We’re not playing for the one with the big ears that we have all the songs about, but that hasn’t dampened the mood one bit. Since Jurgen Klopp took charge back in October, the Europa League has gone from minor annoyance to a real reason to dream again. It’s not that monotone, cynical optimism either; the charismatic German has this side playing some serious football. The Reds may be going into the meeting with back-top-back champions Sevilla FC with the match finely poised, but for once, there’s no reason to revel in our underdog status.
This one is here to be won.
That, of course, is not to say that we’re going to roll on to lift the trophy. If nothing else, it’ll be a proper match between two teams very much on the top of their game. Say second tier with the wave of your hand all you want, but it’s very rare that a side retains a European trophy and nearly impossible to win it three times on the hop. You can tell that to Unai Emery’s side, but they won’t be hearing it.
“This is an opportunity to play in a third final and win it to change history and to have our names recorded forever and ever is very motivating,” said the Spaniard, speaking to the press ahead of the match. “We are winners, we are the champions and we have the possibility to defend our title,” he continued, sounding confident, but not cocky. “Sevilla does not fail when we are really focused.”
It’s easy to say that the danger man for Los Rojiblancos is forward Kevin Gameiro, who has scored seven and set up a pair in this competition en-route to the final, but the fact of the matter is that the Frenchman isn’t the only one that poses a real threat. The likes of Yevhen Konoplyanka, who nearly joined the club during last years fractious January transfer window, and Steven N’Zonzi, who scored Stoke City’s fifth during the still embarrassing 6-1 loss at the hands of the Potters that closed out our last campaign, both have the chops to compete on the big stage and will need little motivation to get up for this one.
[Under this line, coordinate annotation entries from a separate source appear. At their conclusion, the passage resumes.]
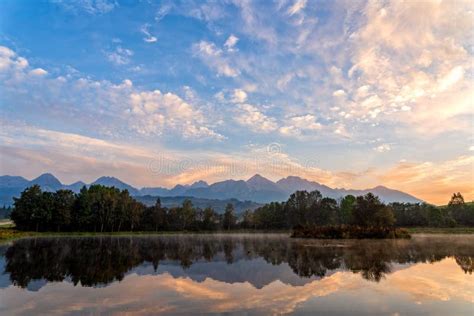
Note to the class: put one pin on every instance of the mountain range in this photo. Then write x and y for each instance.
(257, 189)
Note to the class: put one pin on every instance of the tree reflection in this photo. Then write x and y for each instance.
(101, 260)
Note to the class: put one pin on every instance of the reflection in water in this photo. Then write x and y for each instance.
(250, 273)
(101, 260)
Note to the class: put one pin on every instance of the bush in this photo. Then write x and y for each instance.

Despite this being their first European final since losing out to AC Milan in the Champions League back in 2007, Liverpool remain a scalp worth…well…scalping. A miraculously dramatic run to the final has done nothing to tarnish the mystique that’s surrounded them since rising to prominence under Bill Shankly and Bob Paisley all those years ago, and under Klopp, they’ve found a manager to carry on that tradition.
The team might not pick itself, but after making mass changes to the side that closed out their domestic campaign against West Bromwich Albion at the weekend, it’s expected that the Reds manager will recall almost all of the players that drew with Chelsea a week ago. Daniel Sturridge should lead the line despite Divock Origi coming back into contention, the attacking trio of Philippe Coutinho, Adam Lallana and Roberto Firmino will be in support, Emre Can will partner stand in skipper James Milner in the middle of the park as captain Jordan Henderson waits in reserve and a backline of Nathaniel Clyne, Dejan Lovren, Kolo Toure and former Sevilla fullback Alberto Moreno will be the last line of defence ahead of Simon Mignolet.
At least it should be something like that. Right now, it hardly matters. With my nerves already jangling, that old feeling is back; a mix of gut wrenching anxiety and Christmas morning anticipation. Neither side has lost when they’ve made it to the final the of the Europa League / UEFA Cup, but all that changes tomorrow as we look to add a 12th European trophy to our already well stocked cabinet.
You can talk about Champions League places and all that all you want, but I’m here for the silverware. That’s what matters; it’s always what matters and the scene is a familiar one. The brand with the three stripes will be well represented in the stands with the Liverpool supporters expected to double their Spanish counter parts on a two to one margin in the Swiss capital — it’s those Scousers again, isn’t it? You’re damn right it is.